A council left without online services for weeks following a cyber-attack is to receive £3.68m from the government to help towards the cost of rebuilding its systems.
The attack was estimated to have cost Redcar and Cleveland Council £10m, with the authority having to foot the remainder of the bill itself.
It said no ransom was paid to the hackers.
Critics said the government should be covering more of the cost.
Experts from the UK's National Cyber Security Centre (NCSC) had to be drafted in to help restore appointment bookings, planning documents, social care advice and council housing complaints systems that had been knocked offline in February last year.
'Conned' over settlement
The council said the money to be provided by the government would help replenish its reserves, which had been used to restore its online systems.
It declined to say whether any services would be affected as a result of covering the remainder of the bill.

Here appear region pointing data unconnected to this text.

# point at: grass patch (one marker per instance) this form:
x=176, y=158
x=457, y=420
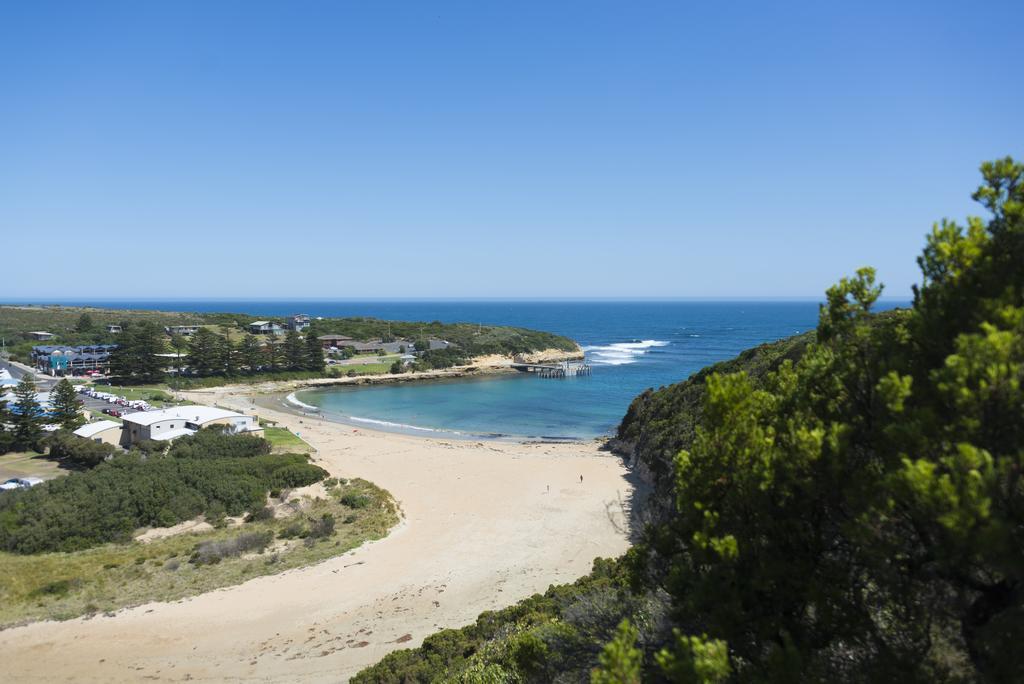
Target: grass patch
x=155, y=394
x=60, y=586
x=30, y=464
x=285, y=441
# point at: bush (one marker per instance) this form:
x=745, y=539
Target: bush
x=66, y=444
x=208, y=553
x=298, y=474
x=354, y=500
x=323, y=527
x=293, y=529
x=111, y=501
x=216, y=442
x=263, y=513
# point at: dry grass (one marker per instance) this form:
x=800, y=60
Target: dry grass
x=60, y=586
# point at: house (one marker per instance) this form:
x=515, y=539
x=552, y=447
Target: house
x=336, y=341
x=76, y=359
x=181, y=330
x=108, y=432
x=179, y=421
x=265, y=328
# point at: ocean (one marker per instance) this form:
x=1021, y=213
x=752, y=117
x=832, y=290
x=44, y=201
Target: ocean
x=632, y=345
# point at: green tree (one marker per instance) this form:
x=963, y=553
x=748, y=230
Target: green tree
x=135, y=359
x=66, y=408
x=206, y=355
x=6, y=437
x=28, y=416
x=314, y=353
x=273, y=354
x=179, y=343
x=621, y=660
x=228, y=355
x=858, y=513
x=295, y=352
x=250, y=354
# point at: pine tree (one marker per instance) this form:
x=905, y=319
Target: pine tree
x=228, y=355
x=66, y=407
x=249, y=353
x=294, y=351
x=6, y=438
x=206, y=355
x=27, y=416
x=314, y=352
x=272, y=350
x=135, y=359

Council leader Mary Lanigan, who heads a coalition of independents and Liberal Democrats, said: "We are pleased that the government recognised the unique circumstances under which we requested support, and awarded grant funding, rightly distinguishing the criminal ransomware attack suffered by the council from the financial rescue packages of some other local authorities where permission to borrow has been granted.
"No money was handed over to these criminals and we continue to hope that they will eventually be brought to justice."
Middlesbrough South and East Cleveland MP Simon Clarke, a Conservative, described the settlement as "exceptionally generous".
Fellow Tory Jacob Young, MP for Redcar, said it would "go some way to restoring the hit on the council's finances".
However, former council leader Sue Jeffrey, of Labour, said residents were being "conned into thinking they have got a good deal" having only been awarded "a tiny proportion of the support they were promised by the government and local Conservative MPs".